Cara Imbruttita, caro Imbruttito, stai per leggere un "pezzo barbecue". Subito c'è la "ciccia" fornita dall'Ispettorato Nazionale del Lavoro: una grigliata di mamme lavoratrici che, dopo la graticola del dubbio, hanno deciso di passare dalla padella dei salti mortali alla brace della disoccupazione volontaria. Poi, c'è la salsa chili di una vicenda personale, quella della giornalista (e nostra collaboratrice) Daniela Faggion. Una fra le tante eh. Né peggio, né meglio: allunga l'orecchio mentre due amiche parlano al bar e ne troverai a vagonate. Certo, la "ciccia" puoi mangiartela anche senza salsa. Ma con la salsa chili rende meglio e alla fine, per digerire il tutto, una grappa incendiaria. Per palati forti.
La ciccia
Nel 2022, in Italia, hanno lasciato il lavoro entro il terzo anno di vita del figlio 16722 uomini e 44.669 donne. Lo dice l'Ispettorato Nazionale del Lavoro, che ha registrato un aumento delle dimissioni complessive del 17,1% rispetto al 2021. Per gli uomini (neo-padri) il motivo principale è il passaggio verso un'altra azienda (78,9%), mentre per il 63% delle donne (neo-madri), il motivo principale è la fatica nel tenere insieme lavoro e famiglia. E ovviamente prima deve venire la famiglia, perché non puoi mica raccontare che la moglie lavora e il marito si occupa dei figli, vero?! Infatti, non solo si dimettono le neo mamme che guadagnavano meno dei neo-papà anche prima di essere genitori, ma si dimettono anche più dirigenti donne rispetto agli uomini: 410 contro 326.
Non stupitevi, perché non c'è nulla da stupirsi. C'è forse da decidere di fare finalmente qualcosa, visto che di incazzarci pare che ci siamo dimenticate. Quando leggiamo questi dati aggregati, sobbalziamo forse, ma poi quasi per autodifesa andiamo subito a pensare che a noi e alle nostre amiche questo non potrebbe mai succedere. In realtà, probabilmente è già successo e succede tutti i giorni: perché il 92% di coloro che si dimettono fanno un lavoro da impiegata/o o da operaia/o, quindi è altamente probabile che qualche nostra conoscente faccia parte della triste brigata delle dimissionarie. In più, i dati INL non considerano tutte le "libere" professioniste che hanno appeso la "libera" professione al chiodo dopo i figli: in generale, un "parco mamme" che due idee nella vita dovrebbe averle avute, che non sono state costrette a un odioso matrimonio combinato o a figliare col primo che passava pur di uscire di casa. Eppure, si sono ritrovate peggio delle loro madri.
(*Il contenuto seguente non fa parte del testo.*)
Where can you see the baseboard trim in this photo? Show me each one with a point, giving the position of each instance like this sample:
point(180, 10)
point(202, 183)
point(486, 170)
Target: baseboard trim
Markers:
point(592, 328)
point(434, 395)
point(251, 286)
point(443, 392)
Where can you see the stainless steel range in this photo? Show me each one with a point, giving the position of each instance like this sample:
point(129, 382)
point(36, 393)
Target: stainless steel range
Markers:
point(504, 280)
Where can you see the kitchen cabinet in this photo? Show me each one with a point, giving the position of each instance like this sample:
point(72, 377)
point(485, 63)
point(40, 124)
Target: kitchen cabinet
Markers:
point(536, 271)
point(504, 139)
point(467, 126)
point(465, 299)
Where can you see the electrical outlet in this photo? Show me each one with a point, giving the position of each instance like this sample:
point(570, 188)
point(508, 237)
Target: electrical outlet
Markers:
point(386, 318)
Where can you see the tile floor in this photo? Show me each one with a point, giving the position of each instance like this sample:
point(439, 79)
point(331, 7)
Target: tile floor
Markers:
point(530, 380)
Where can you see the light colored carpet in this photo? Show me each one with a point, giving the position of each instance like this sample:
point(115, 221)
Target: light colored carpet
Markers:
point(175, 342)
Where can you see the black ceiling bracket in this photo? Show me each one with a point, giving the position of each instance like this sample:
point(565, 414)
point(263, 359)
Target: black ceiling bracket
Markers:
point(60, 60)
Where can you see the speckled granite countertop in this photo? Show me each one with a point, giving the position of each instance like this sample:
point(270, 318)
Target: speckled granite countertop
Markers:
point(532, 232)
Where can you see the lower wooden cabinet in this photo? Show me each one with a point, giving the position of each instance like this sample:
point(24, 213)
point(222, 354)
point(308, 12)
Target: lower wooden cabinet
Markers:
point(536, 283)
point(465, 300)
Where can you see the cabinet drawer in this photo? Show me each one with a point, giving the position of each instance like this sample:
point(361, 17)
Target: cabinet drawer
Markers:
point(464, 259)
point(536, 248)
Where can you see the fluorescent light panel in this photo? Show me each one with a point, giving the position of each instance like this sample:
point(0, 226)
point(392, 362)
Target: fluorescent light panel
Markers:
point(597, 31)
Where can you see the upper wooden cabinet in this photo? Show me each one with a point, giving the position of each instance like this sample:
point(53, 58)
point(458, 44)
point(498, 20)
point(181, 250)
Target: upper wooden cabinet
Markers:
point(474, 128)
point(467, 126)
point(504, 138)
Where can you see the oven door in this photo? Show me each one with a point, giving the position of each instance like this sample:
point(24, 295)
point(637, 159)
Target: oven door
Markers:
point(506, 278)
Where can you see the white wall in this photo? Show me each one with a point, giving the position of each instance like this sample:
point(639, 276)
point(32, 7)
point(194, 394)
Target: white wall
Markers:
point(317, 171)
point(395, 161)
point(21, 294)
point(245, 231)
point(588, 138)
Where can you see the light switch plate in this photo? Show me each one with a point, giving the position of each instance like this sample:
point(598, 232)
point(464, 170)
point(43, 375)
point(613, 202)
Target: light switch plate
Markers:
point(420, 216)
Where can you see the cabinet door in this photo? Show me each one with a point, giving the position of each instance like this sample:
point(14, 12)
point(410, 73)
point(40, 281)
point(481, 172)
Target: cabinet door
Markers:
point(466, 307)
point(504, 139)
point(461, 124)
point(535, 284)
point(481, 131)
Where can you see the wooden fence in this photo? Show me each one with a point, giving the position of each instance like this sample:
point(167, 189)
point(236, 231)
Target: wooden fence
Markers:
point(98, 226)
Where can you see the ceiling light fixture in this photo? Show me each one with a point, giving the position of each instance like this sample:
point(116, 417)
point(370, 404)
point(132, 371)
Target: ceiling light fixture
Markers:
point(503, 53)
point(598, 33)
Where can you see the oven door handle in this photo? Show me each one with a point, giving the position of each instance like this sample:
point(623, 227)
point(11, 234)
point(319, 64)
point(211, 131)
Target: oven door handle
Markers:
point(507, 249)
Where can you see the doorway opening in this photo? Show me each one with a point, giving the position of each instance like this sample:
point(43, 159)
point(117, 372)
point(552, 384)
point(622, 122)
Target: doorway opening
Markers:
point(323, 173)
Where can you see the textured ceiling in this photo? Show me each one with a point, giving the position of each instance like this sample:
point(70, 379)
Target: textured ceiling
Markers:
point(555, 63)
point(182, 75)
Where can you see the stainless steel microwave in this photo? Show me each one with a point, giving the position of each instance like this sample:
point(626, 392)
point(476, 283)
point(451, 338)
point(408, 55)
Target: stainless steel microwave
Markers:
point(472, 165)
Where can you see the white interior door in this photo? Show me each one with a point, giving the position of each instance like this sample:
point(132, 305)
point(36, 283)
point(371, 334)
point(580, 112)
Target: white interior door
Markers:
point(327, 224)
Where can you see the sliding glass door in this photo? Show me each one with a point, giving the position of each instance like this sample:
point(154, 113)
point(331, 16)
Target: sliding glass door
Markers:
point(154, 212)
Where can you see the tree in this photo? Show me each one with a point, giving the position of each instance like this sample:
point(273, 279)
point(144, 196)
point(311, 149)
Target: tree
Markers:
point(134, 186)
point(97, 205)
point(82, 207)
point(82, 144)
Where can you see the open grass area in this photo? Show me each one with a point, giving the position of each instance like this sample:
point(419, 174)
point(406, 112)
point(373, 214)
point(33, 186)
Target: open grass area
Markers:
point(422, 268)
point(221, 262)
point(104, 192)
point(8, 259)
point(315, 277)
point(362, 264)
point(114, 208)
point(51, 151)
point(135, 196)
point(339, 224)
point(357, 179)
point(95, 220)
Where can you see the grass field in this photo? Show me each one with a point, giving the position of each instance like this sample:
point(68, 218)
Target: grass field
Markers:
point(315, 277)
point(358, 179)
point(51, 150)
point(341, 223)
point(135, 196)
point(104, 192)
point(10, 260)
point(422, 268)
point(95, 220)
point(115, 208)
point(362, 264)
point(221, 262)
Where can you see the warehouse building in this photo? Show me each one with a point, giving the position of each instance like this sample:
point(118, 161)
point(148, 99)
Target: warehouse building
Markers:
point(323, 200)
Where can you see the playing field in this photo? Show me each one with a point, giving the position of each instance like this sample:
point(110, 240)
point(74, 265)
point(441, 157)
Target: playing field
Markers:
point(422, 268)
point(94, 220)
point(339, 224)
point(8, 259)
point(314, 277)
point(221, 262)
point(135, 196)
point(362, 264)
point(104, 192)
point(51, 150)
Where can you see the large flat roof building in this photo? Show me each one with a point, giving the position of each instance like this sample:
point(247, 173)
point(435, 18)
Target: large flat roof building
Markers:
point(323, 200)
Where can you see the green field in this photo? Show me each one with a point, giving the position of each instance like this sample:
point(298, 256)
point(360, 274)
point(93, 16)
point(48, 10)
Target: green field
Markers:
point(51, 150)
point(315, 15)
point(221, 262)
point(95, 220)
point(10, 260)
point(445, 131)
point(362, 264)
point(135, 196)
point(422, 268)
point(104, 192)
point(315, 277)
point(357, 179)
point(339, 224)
Salsa BBQ - la storia di Daniela
Io lascio il mio posto a tempo indeterminato nel 2017 ed ecco perché sono così tristemente all'avanguardia. Faccio il primo figlio a 39 anni (in zona Cesarini, direi) e torno al lavoro. Fattibile ma faticosissimo: nessun nonno o parente a distanza utile, la mia vita sociale sparita, le mie possibilità di "carriera" sepolte e il mio ideale di coppia collaborativa polverizzato... ma non sono mica l'unica e non vivo con un troglodita, anzi! Però prova ad ascoltare due mamme che parlano davanti a un caffè e sentirai una sfilza di: "Non cambia un pannolino perché dice che puzzano"; "Di notte? non sente nemmeno piangere... e poi mi chiede perché sono così stanca!?!"; "Perché a te non hanno mai detto: di che ti lamenti, sei stata seduta tutto il giorno ad allattare". Uè, parliamo di Milano, 21mo secolo, non del Medioevo sui monti.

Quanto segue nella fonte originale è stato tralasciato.